“Mrs. Spooner wants me to dine there to-morrow; there is to be a little dance; some of the Gowers are coming. Do you think you can spare me, Fay?”
“Oh, go away; you are all alike!” returned Fay, impatiently; “you have only to blame yourself if Mr. Spooner asks your intentions. I do not think Mr. Huntingdon would approve of Dora one bit; she is not so very handsome, she will not hold a candle to you know whom, and she has no money—a vicar with a large family can not afford a dowry to his daughter.” But, as Erle had very rudely marched out of the room, she finished this little bit of worldly wisdom to empty walls.
Erle had been over to the Grange. He had mooted the question one evening when he and Sir Hugh were keeping Fay company; and, to Fay’s great surprise, her husband had made no objection. “I suppose it would be right for you to call and thank them, Erle,” he had said, as though he were prepared for the suggestion; “and perhaps, Fay”—hesitating slightly—“it might be as well for you to write a little note and say something civil after all their attention.” And Fay thanked him for the permission with a radiant face, as though he had done her a personal favor, and the next day wrote the prettiest and most grateful little note, which Erle promised to deliver.

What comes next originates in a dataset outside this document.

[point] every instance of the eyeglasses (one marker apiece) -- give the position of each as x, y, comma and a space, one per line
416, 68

“You will be sure to keep the girls until I get back,” had been his parting request when he came to fetch the dogs.
It was not exactly the sort of afternoon that Erle would have selected for a country walk—a thaw had set in, and the lanes were perfect quagmires of half-melted snow and slash, in which the dogs paddled and splashed their way with a perfect indifference to the state of their glossy coats; any amount of slush being better than enforced inaction.
“I shall have to leave you outside, my fine fellows,” observed Erle, as Nero took a header into a heap of dirty-looking snow, in which he rolled delightedly. “I am afraid I shall hardly be presentable myself out these are the joys of country life, I suppose.”
But he was not at all sorry when he found himself at the Grange, and a pleasant-looking, gray-haired woman had ushered him into a room where Mr. Ferrers and his sister were sitting. It was a far larger room than the one where Fay had had her foot doctored that day, and was evidently Mr. Ferrers’s peculiar sanctum—two of the walls were lined from the floor to the ceiling with well-filled book-shelves, an ordinary writing-table occupied the center of the room; instead of the bay-window, a glass door afforded egress to the garden, and side windows on either side of the fire-place commanded a view of the yew-tree walk; a Scotch deerhound was stretched on the rug in front of the blazing fire, and two pet canaries were fluttering about a stand of ferns.
Miss Ferrers had evidently been writing from her brother’s dictation, for several letters were lying ready for the post. As Erle had crossed the hall he had distinctly heard the sound of her clear, musical voice, as she read aloud: but the book was already laid aside, and she had risen to welcome him.
Erle fancied she looked paler than on the previous occasion, and he wondered what Mr. Ferrers would have said if he had seen those dark lines under her eyes; perhaps she never told him when she was tired—women liked to be martyrs sometimes.
He was received very cordially; and Miss Ferrers seemed rather touched at the contents of her little note.